Chinese Gigaword Second Edition
Item Name: | Chinese Gigaword Second Edition |
Author(s): | David Graff, Ke Chen, Junbo Kong, Kazuaki Maeda |
LDC Catalog No.: | LDC2005T14 |
ISBN: | 1-58563-353-4 |
ISLRN: | 292-607-460-859-8 |
DOI: | https://doi.org/10.35111/vr0r-sb06 |
Release Date: | August 17, 2005 |
Member Year(s): | 2005 |
DCMI Type(s): | Text |
Data Source(s): | newswire |
Project(s): | EARS, GALE, TIDES |
Application(s): | information retrieval, language modeling, natural language processing |
Language(s): | Mandarin Chinese |
Language ID(s): | cmn |
License(s): |
LDC User Agreement for Non-Members |
Online Documentation: | LDC2005T14 Documents |
Licensing Instructions: | Subscription & Standard Members, and Non-Members |
Citation: | Graff, David, et al. Chinese Gigaword Second Edition LDC2005T14. Web Download. Philadelphia: Linguistic Data Consortium, 2005. |
Related Works: | View |
Introduction
Chinese Gigaword Second Edition was produced by the Linguistic Data Consortium (LDC) and contains a comprehensive archive of newswire text data in Chinese totalling approximately 1.3 billion words that has been acquired over several years by LDC.
This edition includes all of the contents in the first release, Chinese Gigaword (LDC2003T09), as well as new data collected after the publication of the first edition, specifically Xinhua from October 2002 through December 2004 and CNA from January 2003 through December 2004. Also, a limited number of articles from a new newspaper source (Lianhe Zaobao) have been added in this edition.
Data
Here is a table of the three distinct international sources of Chinese newswire included in this edition along with a breakdown of how many documents and K-words (thousands of words) are included for each:
Source | Abbreviation | Documents | K-words |
Central News Agency, Taiwan | (cna_cmn) | 1,769,952 | 792,195 |
Xinhua News Agency | (xin_cmn) | 992,261 | 471,110 |
Zaobao Newspaper | (zbn_cmn) | 41,418 | 28,066 |
Totals | 2,803,632 | 1,291,371 |
The seven-character abbreviations shown above represent both the source name and the language ID ("cmn" for Mandarin Chinese).

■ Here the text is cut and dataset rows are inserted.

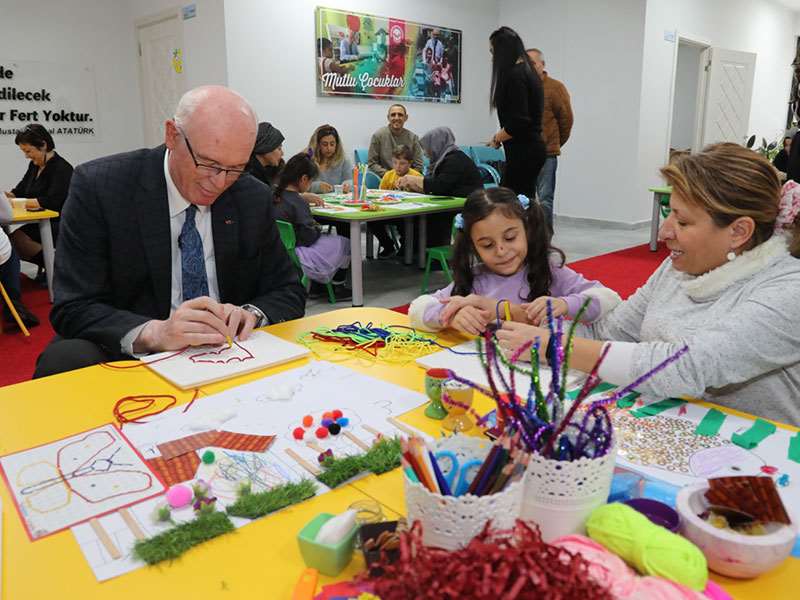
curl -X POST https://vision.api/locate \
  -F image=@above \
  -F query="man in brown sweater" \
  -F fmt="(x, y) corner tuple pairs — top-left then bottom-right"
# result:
(527, 48), (572, 231)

The files are presented in zipped format containing SGML-formatted text files with multiple documents. Documents fall within three categories:
- Story: a report composed of paragraphs and full sentences; most common
- Multi: unrelated "blurbs" of several news items
- Advis: advisories directed at news editors and not intended for publication/general audience
- Other: intended for publication but not paragraphs or sentences; these are things like lists of sports scores, stock prices, temperatures around the world, etc.
Samples
For an example of the data in this corpus, please view this sample (SGML).
Updates
None at this time.